Page MenuHomePhabricator

Ability to alert when we get a sudden increase in bad passwords for privileged accounts
Open, MediumPublic

Description

Login failures are stored in various places. We should be able to alert when the number of failures suddenly increases, as we would typically see for password brute forcing.

Failed password attempts for privileged accounts are logged in elastic search. Yelp uses elastic search and elastalert (https://github.com/yelp/elastalert) to detect brute forcing, we could do similar.

In response to the alert, we can start with alerting the security team / ops. If the alerts look reliable, we can add alerting for the account being brute forced. If that appears to reliably detect brute-forcing, we could in the future automatically block the IP from logging in for a short period of time.

Event Timeline

csteipp raised the priority of this task from to Needs Triage.
csteipp updated the task description. (Show Details)
csteipp added a project: Security-Team.
csteipp added a subscriber: csteipp.

Change 464077 had a related patch set uploaded (by Gergő Tisza; owner: Gergő Tisza):
[operations/mediawiki-config@master] Move auth logging to different channels for easier counting

https://gerrit.wikimedia.org/r/464077

Change 464077 merged by jenkins-bot:
[operations/mediawiki-config@master] Move auth logging to different channels for easier counting

https://gerrit.wikimedia.org/r/464077

Mentioned in SAL (#wikimedia-operations) [2018-11-01T00:05:47Z] <tgr@deploy1001> Synchronized wmf-config/InitialiseSettings.php: SWAT: [[gerrit:464077|Move auth logging to different channels for easier counting (T150300, T123243)]] (duration: 00m 53s)

Mentioned in SAL (#wikimedia-operations) [2018-11-01T00:07:13Z] <tgr@deploy1001> Synchronized wmf-config/CommonSettings.php: SWAT: [[gerrit:464077|Move auth logging to different channels for easier counting (T150300, T123243)]] (duration: 00m 53s)

chasemp renamed this task from Ability to alert when we get a sudden increase in bad passwords for privileged accounts, to possibly detect password brute-forcing to Ability to alert when we get a sudden increase in bad passwords for privileged accounts.Dec 20 2018, 8:46 PM
chasemp edited projects, added User-chasemp; removed Patch-For-Review.
chasemp triaged this task as Medium priority.Dec 9 2019, 5:22 PM

We have prometheus-es-exporter available that will turn the result of ES queries into Prometheus metrics. Alertmanager can easily turn these metrics into alerts.

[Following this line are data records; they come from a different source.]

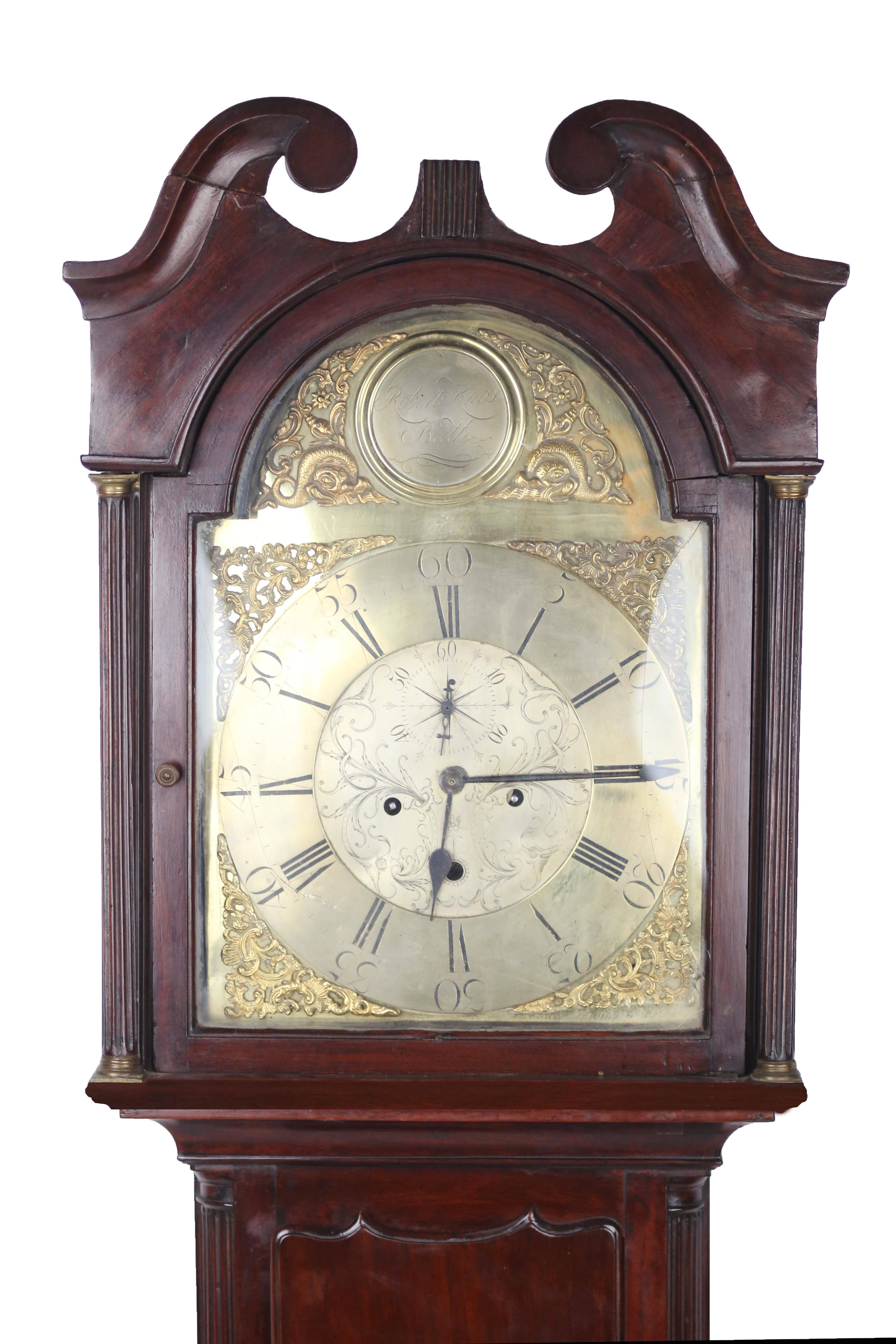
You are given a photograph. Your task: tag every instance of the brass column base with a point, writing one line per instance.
(121, 1069)
(776, 1072)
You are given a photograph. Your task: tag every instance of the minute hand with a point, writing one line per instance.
(605, 773)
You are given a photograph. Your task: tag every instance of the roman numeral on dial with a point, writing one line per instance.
(457, 948)
(370, 924)
(314, 858)
(373, 647)
(450, 613)
(597, 857)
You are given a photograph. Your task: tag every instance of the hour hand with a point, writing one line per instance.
(440, 863)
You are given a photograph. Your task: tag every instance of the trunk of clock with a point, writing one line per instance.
(455, 1234)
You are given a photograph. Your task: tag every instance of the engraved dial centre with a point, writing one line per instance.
(390, 777)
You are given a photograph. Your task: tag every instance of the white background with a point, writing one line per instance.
(103, 99)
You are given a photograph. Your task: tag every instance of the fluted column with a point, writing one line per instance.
(215, 1256)
(688, 1259)
(120, 919)
(777, 951)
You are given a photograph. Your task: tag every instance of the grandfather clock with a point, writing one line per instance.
(450, 592)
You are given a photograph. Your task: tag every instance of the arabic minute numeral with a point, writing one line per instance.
(264, 670)
(644, 674)
(645, 883)
(457, 562)
(449, 995)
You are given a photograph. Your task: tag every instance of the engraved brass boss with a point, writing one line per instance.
(440, 417)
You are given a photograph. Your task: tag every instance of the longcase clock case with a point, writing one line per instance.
(382, 1179)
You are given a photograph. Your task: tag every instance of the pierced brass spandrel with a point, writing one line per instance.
(253, 585)
(264, 978)
(309, 459)
(659, 967)
(575, 456)
(633, 576)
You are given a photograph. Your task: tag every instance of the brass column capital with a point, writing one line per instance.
(113, 484)
(789, 487)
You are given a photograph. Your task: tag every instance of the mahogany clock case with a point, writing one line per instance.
(710, 334)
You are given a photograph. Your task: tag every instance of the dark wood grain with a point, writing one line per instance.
(480, 1234)
(660, 265)
(777, 945)
(688, 1250)
(121, 851)
(450, 198)
(214, 1197)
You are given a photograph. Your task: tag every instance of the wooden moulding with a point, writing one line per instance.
(121, 933)
(214, 1201)
(683, 260)
(777, 943)
(688, 1257)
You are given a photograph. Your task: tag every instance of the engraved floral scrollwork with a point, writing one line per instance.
(308, 459)
(575, 456)
(659, 967)
(265, 979)
(253, 585)
(643, 581)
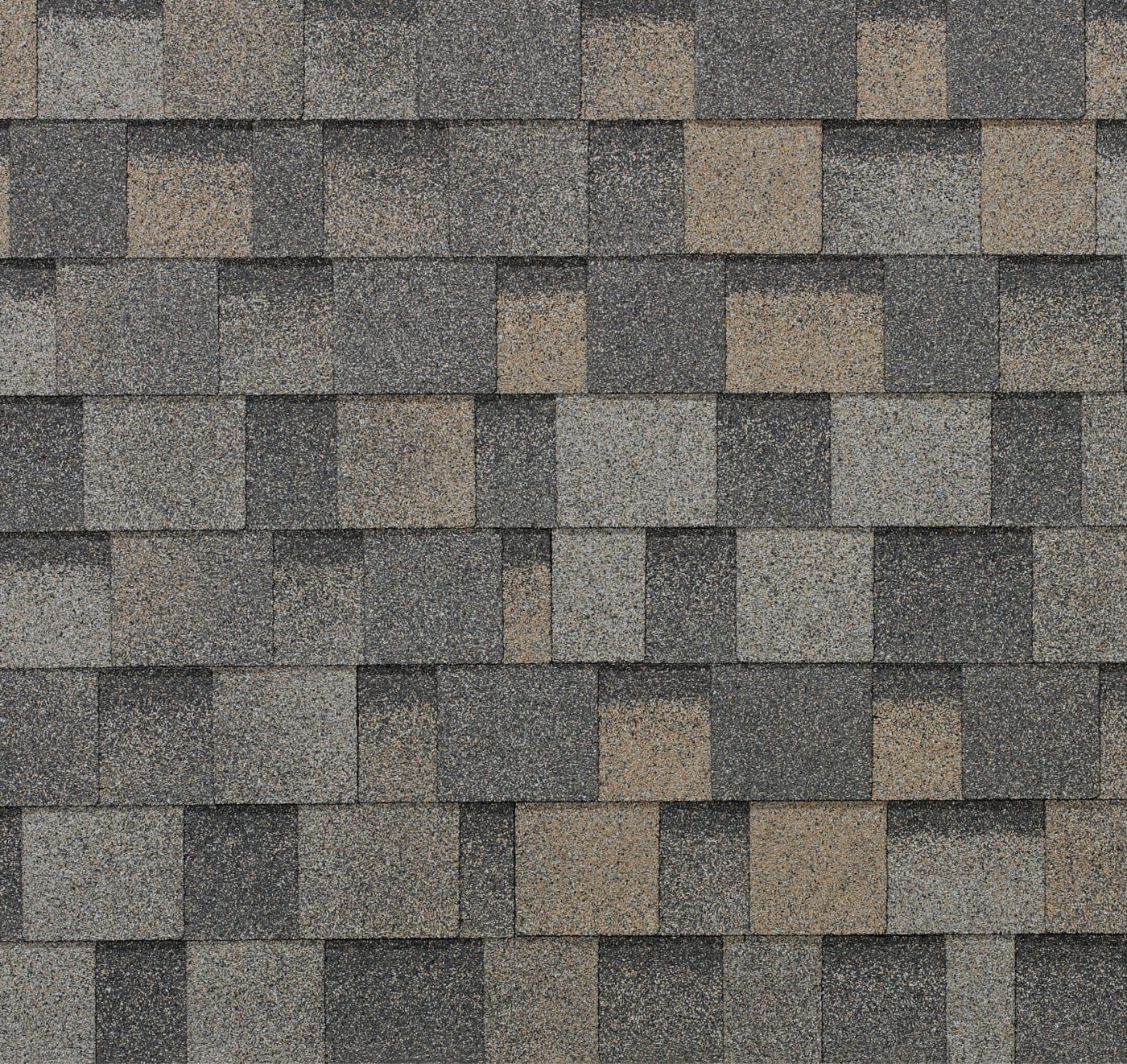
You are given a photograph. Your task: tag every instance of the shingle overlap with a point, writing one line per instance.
(563, 530)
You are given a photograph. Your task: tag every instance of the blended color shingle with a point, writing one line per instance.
(563, 530)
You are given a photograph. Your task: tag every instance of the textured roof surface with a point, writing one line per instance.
(563, 531)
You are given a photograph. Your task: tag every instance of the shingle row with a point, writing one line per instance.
(537, 462)
(561, 732)
(612, 999)
(442, 870)
(559, 188)
(559, 59)
(691, 325)
(403, 596)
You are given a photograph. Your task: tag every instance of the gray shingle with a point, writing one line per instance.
(486, 869)
(966, 867)
(634, 461)
(275, 327)
(907, 188)
(1038, 453)
(882, 996)
(10, 861)
(414, 326)
(952, 596)
(155, 732)
(704, 868)
(940, 324)
(27, 328)
(103, 872)
(782, 732)
(130, 327)
(99, 60)
(48, 726)
(390, 1000)
(523, 732)
(433, 596)
(54, 600)
(691, 596)
(291, 462)
(318, 597)
(41, 464)
(515, 461)
(155, 462)
(1030, 732)
(758, 60)
(655, 325)
(661, 999)
(240, 872)
(68, 188)
(518, 188)
(772, 462)
(499, 60)
(636, 175)
(1068, 991)
(141, 1001)
(774, 996)
(1061, 324)
(386, 188)
(287, 194)
(1009, 60)
(397, 720)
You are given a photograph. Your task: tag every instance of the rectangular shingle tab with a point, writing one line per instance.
(755, 60)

Is there a Kibana dashboard or saved search we could reference?

Not that I know. The relevant searches are type:mediawiki AND channel:badpass (all failed login attempts) and type:mediawiki AND channel:badpass-priv (failed login attempts into admin and similar accounts).
(Except the first search will match both channel names, not sure what's the right syntax there.)

(There's also goodpass / goodpass-priv if you want to make it a ratio instead of an absolute number.)

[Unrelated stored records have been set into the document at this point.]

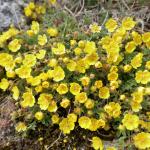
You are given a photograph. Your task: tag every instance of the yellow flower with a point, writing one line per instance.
(45, 84)
(146, 37)
(23, 71)
(95, 28)
(130, 121)
(58, 74)
(147, 65)
(137, 96)
(113, 109)
(6, 60)
(98, 84)
(34, 81)
(39, 115)
(62, 88)
(10, 74)
(29, 60)
(65, 103)
(127, 68)
(112, 76)
(130, 47)
(4, 84)
(53, 32)
(137, 60)
(98, 64)
(89, 104)
(44, 100)
(142, 77)
(81, 44)
(96, 124)
(27, 11)
(105, 42)
(53, 62)
(18, 60)
(35, 27)
(137, 38)
(135, 106)
(84, 122)
(38, 88)
(97, 143)
(104, 92)
(28, 99)
(31, 5)
(81, 97)
(21, 127)
(52, 2)
(55, 119)
(16, 92)
(52, 106)
(14, 45)
(142, 140)
(43, 76)
(111, 25)
(75, 88)
(128, 23)
(30, 33)
(66, 126)
(111, 148)
(42, 39)
(59, 49)
(90, 47)
(81, 66)
(85, 81)
(72, 117)
(91, 59)
(41, 54)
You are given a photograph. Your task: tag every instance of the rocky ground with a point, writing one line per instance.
(11, 12)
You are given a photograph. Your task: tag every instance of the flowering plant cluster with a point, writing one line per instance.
(99, 82)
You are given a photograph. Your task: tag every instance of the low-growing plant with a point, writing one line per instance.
(97, 80)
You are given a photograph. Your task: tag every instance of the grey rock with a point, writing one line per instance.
(11, 12)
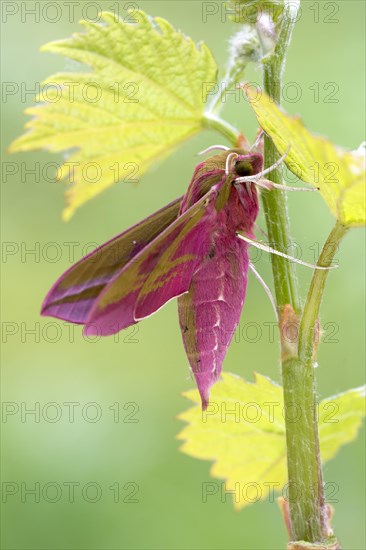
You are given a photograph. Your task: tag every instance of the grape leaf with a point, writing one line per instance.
(339, 174)
(243, 433)
(143, 98)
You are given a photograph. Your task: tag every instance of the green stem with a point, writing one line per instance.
(306, 496)
(275, 202)
(305, 489)
(311, 309)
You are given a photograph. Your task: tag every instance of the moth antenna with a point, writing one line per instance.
(228, 159)
(267, 170)
(257, 141)
(266, 289)
(268, 184)
(271, 250)
(212, 148)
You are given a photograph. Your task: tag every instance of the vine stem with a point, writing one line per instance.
(311, 309)
(308, 513)
(307, 509)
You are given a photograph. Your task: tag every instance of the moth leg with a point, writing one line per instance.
(271, 250)
(266, 289)
(268, 184)
(257, 228)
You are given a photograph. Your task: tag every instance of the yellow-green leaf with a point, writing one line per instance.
(339, 174)
(243, 433)
(143, 97)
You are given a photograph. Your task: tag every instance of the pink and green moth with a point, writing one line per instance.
(189, 250)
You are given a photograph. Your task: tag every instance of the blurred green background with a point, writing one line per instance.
(147, 367)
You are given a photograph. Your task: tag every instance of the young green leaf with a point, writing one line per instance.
(243, 432)
(339, 174)
(144, 96)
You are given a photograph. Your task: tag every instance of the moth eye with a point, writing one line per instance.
(243, 168)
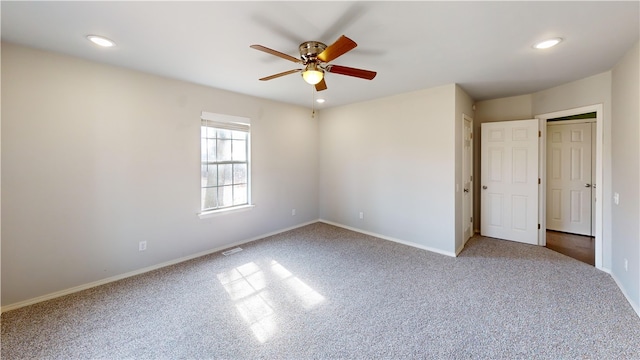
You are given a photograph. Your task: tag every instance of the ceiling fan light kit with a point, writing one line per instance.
(547, 43)
(315, 56)
(312, 75)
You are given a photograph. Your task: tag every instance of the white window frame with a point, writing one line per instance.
(227, 122)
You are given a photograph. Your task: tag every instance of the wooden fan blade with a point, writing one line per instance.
(280, 74)
(344, 70)
(338, 48)
(321, 85)
(276, 53)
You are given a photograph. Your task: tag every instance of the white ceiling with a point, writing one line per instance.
(483, 46)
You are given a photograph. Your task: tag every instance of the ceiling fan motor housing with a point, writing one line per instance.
(309, 50)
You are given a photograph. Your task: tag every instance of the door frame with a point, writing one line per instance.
(468, 118)
(542, 194)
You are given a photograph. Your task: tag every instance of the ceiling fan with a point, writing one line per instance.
(315, 57)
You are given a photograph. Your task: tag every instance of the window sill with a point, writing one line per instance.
(214, 213)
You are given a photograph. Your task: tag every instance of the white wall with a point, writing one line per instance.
(394, 160)
(625, 127)
(97, 158)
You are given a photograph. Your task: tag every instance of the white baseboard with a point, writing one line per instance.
(90, 285)
(634, 305)
(384, 237)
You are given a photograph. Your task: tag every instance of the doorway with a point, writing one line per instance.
(596, 171)
(467, 178)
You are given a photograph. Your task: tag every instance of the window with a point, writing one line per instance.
(225, 155)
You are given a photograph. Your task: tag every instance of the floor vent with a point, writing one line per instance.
(232, 251)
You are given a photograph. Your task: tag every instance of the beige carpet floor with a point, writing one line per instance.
(322, 292)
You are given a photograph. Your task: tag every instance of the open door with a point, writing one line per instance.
(509, 180)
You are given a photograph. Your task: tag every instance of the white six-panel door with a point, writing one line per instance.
(509, 180)
(569, 184)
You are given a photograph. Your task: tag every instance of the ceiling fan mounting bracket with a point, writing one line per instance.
(309, 50)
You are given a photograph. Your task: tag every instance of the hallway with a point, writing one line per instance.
(579, 247)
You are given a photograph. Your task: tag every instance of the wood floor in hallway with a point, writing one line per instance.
(579, 247)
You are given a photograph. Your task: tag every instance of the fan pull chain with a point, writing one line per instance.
(313, 102)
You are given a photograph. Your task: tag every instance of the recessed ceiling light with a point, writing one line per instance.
(547, 43)
(101, 41)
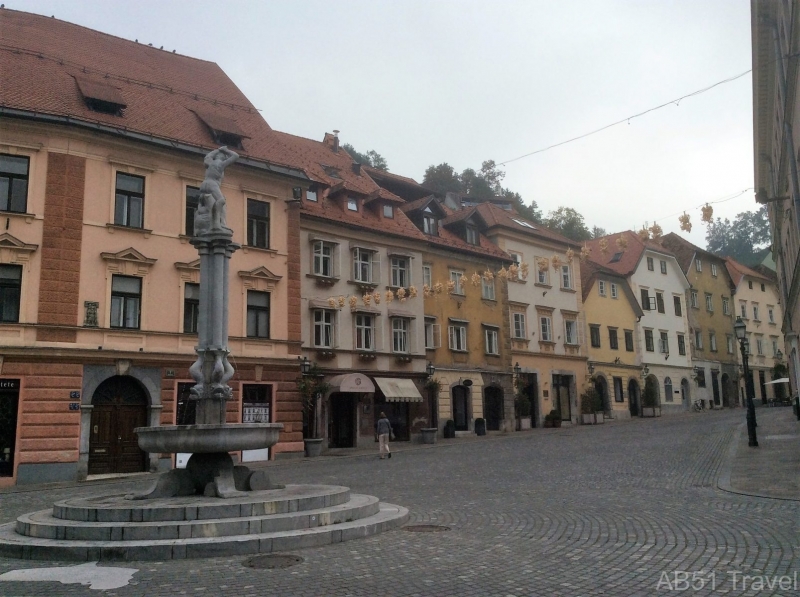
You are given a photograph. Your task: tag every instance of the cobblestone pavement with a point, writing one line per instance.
(607, 510)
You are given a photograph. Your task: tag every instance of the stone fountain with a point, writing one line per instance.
(212, 507)
(210, 470)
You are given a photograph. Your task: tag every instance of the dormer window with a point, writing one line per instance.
(429, 224)
(224, 131)
(101, 97)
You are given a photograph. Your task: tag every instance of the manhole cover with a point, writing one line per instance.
(272, 561)
(426, 528)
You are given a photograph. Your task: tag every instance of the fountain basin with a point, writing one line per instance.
(201, 439)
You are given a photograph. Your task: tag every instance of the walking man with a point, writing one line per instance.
(383, 429)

There's also a login throttle hit dashboard, though probably less useful as a careful attacker could spread out his attempts and avoid being throttled.

Thanks @Tgr

I'm assuming -priv suffix means privileged accounts.

Looking at the data, it seems msgname.keyword:wrongpassword AND channel.keyword:badpass-priv gets us a histogram of bad password attempts for privileged accounts minute by minute. The data is pretty inconsistent though. Getting an alarm threshold that is useful and actionable would be difficult for me to find.

Could someone who wants these alerts could have a look and identify a sensible alert threshold? I'm not sure we can break it down much further given PII and metrics carnality concerns.

@sbassett any thoughts? This is a very old task, not sure how relevant it is to the Security team's current thinking.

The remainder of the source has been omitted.